# Parallel Scales?

I have music theory homework due tomorrow and have absolutely no clue how to do it. I am given directions that say things like "Write the parallel melodic minor of D" or "Write the Parallel harmonic minor of A flat." Any ideas on what to do??

• A quick google brought many simple explanations. Not surprised at the downvote! – Tim Sep 23 '16 at 7:18

A scale can have a Parallel and a Relative scale.

Relative scales are those that share the same key signature, like C Major having A minor as its relative scale.

Meanwhile Parallel scales are those that begin in the same pitch, ignoring the key signatures, like A Major and A minor as its parallel scale.

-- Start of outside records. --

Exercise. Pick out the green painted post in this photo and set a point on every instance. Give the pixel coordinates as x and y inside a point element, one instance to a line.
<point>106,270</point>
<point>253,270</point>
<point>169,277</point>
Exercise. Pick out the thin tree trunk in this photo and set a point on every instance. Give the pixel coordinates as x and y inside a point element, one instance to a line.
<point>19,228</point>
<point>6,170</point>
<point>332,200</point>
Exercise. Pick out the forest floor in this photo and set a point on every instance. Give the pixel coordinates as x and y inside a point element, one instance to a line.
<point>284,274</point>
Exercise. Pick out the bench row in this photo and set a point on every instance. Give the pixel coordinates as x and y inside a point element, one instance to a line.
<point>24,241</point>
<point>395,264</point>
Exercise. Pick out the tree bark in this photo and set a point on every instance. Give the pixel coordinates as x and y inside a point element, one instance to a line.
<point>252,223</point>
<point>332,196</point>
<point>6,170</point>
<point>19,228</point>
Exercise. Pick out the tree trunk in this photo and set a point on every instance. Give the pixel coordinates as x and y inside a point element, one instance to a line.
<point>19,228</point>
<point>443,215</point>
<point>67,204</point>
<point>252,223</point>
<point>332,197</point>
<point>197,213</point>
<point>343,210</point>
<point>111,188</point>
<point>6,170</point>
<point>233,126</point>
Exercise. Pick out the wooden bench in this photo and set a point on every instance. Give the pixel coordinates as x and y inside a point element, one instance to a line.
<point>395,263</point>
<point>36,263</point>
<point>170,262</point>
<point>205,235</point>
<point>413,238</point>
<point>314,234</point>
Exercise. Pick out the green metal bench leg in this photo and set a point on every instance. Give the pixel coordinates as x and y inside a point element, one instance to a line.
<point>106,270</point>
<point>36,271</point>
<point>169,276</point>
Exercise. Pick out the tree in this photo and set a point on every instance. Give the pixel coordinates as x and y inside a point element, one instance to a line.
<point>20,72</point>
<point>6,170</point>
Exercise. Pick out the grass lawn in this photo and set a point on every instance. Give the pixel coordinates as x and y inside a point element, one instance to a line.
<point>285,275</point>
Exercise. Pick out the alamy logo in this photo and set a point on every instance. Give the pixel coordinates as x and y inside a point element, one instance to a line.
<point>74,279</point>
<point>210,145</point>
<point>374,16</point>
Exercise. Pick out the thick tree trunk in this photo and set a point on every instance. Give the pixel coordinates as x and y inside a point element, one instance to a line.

As for the minor scales, each one can be natural, harmonic, or melodic.

A natural minor is just as seen in their key signatures, like A minor.

A harmonic minor raises the seventh to create a leading tone into the Tonic. In A minor, it would raise G to G#.

A melodic minor raises the sixth and seventh when going up, to create a leading tone with the seven and to close the 3 half steps gap between the six and seventh that would otherwise occur (like in the harmonic). When going down, it lowers both pitches again, to lead into the Dominant. When this happens, it ends up with the same accidentals as a natural minor. In A minor, it would raise F and G, to F# and G#, then lower them on the way back down.

Source: Some of what I remember about it in The Complete Musician, 3rd edition. You can probably easily find it in Wikipedia too.

Parallel in this context simply means that you write the scale requested with that note as the root. The context parallel is being used is odd as just telling you to write a scale starting on the given note.

Typically, you would only refer to it when the context the scale is in question. For example the parallel minor of D major is obviously D minor, but the relative minor is B minor. Both are extremely important to know especially in the context of analysis where a song may jump between all three.